Kağıt üzerinde hedefleri belirlemek, vizyon sahibi olmak önemli. Ancak, daha da önemli olan o hedefleri gerçekleştirmek. Türkiye ' de yapılamayan bu.

Her fırsatta dile getirdiğimiz gibi Amerika ' da 5 yıllık, Avrupa ' da 7 yıllık tarım politikası belirlenerek kamuoyuna açıklanır. Bu ülkelerde olduğu gibi Türkiye ' de de tarım politikası en az 5 yıllık dönemler itibariyle belirlenip uygulanmalı. Ama hayali hedefler değil. Tarımsal destekleme bütçesi ve ana ilkeler 5 yıllık açıklanmalı. Çiftçi şimdiden 2017 ' ye kadar hangi ürüne ne kadar destek verileceğini bilmeli. Asıl vizyon budur.'

Yılbaşında yazdıklarımız 2013-2017 Stratejik Plan için de aynen geçerli. Tarımın gerçekleri, gelecek 5 yıllık destekleme bütçesi ve daha birçok önemli, konu bu belgede yok.
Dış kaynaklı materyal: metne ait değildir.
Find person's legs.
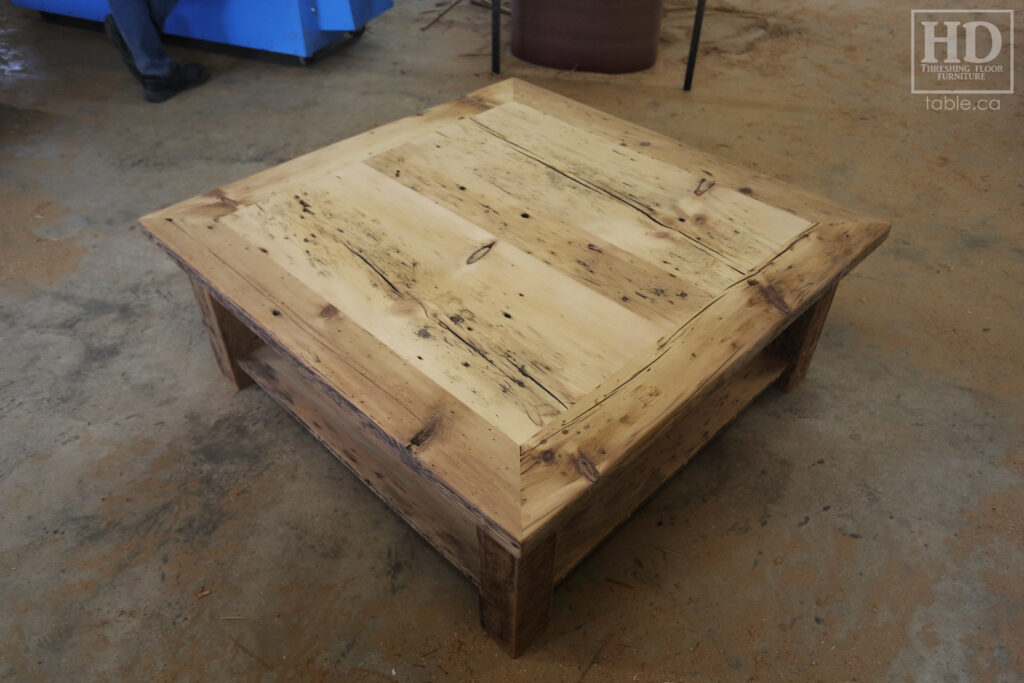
[104,0,209,102]
[109,0,177,78]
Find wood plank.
[191,279,263,390]
[141,219,520,552]
[140,93,501,228]
[478,529,557,657]
[521,219,889,538]
[366,122,712,326]
[509,79,877,223]
[219,165,659,432]
[775,282,839,391]
[465,101,811,273]
[239,346,483,582]
[555,344,785,583]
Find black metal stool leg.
[490,0,502,74]
[683,0,705,91]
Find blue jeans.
[108,0,178,78]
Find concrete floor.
[0,0,1024,681]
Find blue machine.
[12,0,392,58]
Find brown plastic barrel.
[512,0,662,74]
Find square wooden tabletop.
[142,79,888,561]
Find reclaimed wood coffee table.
[141,80,888,655]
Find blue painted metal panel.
[12,0,392,57]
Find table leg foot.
[776,282,839,391]
[191,279,263,389]
[477,528,555,657]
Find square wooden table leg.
[190,278,263,389]
[477,528,555,657]
[777,281,839,391]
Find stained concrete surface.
[0,0,1024,681]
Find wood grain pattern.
[141,79,889,654]
[240,346,483,582]
[775,282,839,391]
[479,529,557,657]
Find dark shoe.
[103,14,142,83]
[142,63,210,102]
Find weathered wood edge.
[520,223,890,540]
[142,227,521,555]
[554,345,787,584]
[499,78,886,223]
[139,84,512,232]
[239,346,479,585]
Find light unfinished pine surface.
[142,79,888,563]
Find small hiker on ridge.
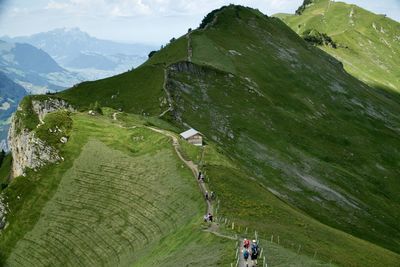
[243,248,250,267]
[243,238,250,249]
[250,240,259,266]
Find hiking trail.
[112,112,252,267]
[159,68,172,120]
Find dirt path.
[186,32,193,62]
[158,68,172,118]
[146,127,252,267]
[112,112,252,267]
[146,126,213,214]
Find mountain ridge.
[276,1,400,92]
[0,2,400,266]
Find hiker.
[243,248,250,267]
[200,174,204,183]
[243,238,250,249]
[251,240,259,266]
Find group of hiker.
[242,241,260,267]
[197,171,204,183]
[197,171,260,267]
[204,213,213,222]
[197,171,215,222]
[204,190,215,200]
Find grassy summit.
[276,0,400,92]
[0,2,400,266]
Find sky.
[0,0,400,45]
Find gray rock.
[8,99,74,177]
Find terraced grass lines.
[3,114,202,266]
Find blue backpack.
[243,249,249,259]
[251,243,258,256]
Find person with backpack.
[243,248,250,267]
[251,240,259,266]
[243,238,250,250]
[211,191,215,200]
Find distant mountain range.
[276,0,400,92]
[2,28,155,80]
[0,41,83,150]
[0,28,154,149]
[0,72,27,150]
[0,41,83,94]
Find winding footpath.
[159,68,172,120]
[112,112,252,267]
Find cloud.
[41,0,302,17]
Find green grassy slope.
[0,114,234,266]
[162,5,400,258]
[59,65,165,115]
[276,0,400,92]
[2,3,400,266]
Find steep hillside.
[0,6,400,266]
[52,6,400,266]
[0,105,235,266]
[276,0,400,92]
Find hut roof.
[180,128,200,139]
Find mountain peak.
[296,0,334,15]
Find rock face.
[32,99,74,122]
[8,99,74,178]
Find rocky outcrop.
[8,98,73,177]
[32,98,74,122]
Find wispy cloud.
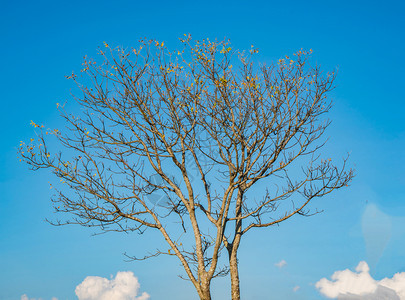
[75,272,150,300]
[274,259,287,268]
[20,294,58,300]
[315,261,405,300]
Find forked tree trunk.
[198,279,211,300]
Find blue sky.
[0,0,405,300]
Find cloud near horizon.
[315,261,405,300]
[20,294,58,300]
[75,272,150,300]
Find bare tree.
[19,36,354,300]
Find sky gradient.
[0,0,405,300]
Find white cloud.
[20,294,58,300]
[75,272,150,300]
[315,261,405,300]
[274,259,287,269]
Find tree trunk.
[228,189,244,300]
[198,282,211,300]
[229,251,240,300]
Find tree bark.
[198,280,211,300]
[228,189,244,300]
[229,246,240,300]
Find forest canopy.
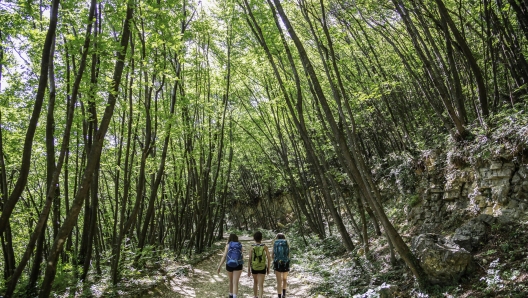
[0,0,528,297]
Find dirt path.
[144,237,309,298]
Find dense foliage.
[0,0,528,297]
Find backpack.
[273,239,290,270]
[226,242,244,268]
[251,244,266,271]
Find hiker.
[248,231,271,298]
[271,233,290,298]
[217,234,244,298]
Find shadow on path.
[142,237,310,298]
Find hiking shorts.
[251,266,268,274]
[273,262,290,272]
[226,264,244,272]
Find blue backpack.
[273,239,290,270]
[226,242,244,268]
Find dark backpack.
[251,244,266,271]
[273,239,290,270]
[226,242,244,268]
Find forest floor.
[136,236,316,298]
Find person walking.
[248,231,271,298]
[217,234,244,298]
[271,233,290,298]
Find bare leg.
[227,271,233,293]
[275,271,282,294]
[253,274,260,297]
[257,274,266,298]
[282,272,288,290]
[233,270,242,295]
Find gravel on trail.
[142,237,310,298]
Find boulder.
[451,218,491,252]
[412,234,473,285]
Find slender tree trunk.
[0,0,60,233]
[39,0,134,298]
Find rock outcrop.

Diyeceksiniz ki o zaman niye bu belgeyi haber yaptınız, hem de manşetten verdiniz?
Bu haber DÜNYA Gazetesi ' nin gazetecilik anlayışını ve yayın ilkelerini anlatan en somut örneklerden birisidir. Geçen hafta 132 sayfalık bu belgeyi en ince ayrıntısına kadar inceleyerek haber yaptık. Çünkü bakanlığın 3 yılda hazırladığı bu belgenin haber değeri var.

Bugün Türkiye ' de yaygın medyada artık pek uygulanmayan ama DÜNYA Gazetesi ' nin titizlikle uyguladığı tarafsız habercilik ilkesi doğrultusunda hareket ettik. Bu haber medyada ilk kez DÜNYA Gazetesi ' nde yayımlandı. Haberi yorumsuz ve tarafsız olarak verdik. Yorumumuzu ise bu yazıya bıraktık. Haberle yorumu karıştırmadık. Şimdi, haberi haber olarak bu yazıyı da yorum olarak okuyan okur kendisi karar verecek.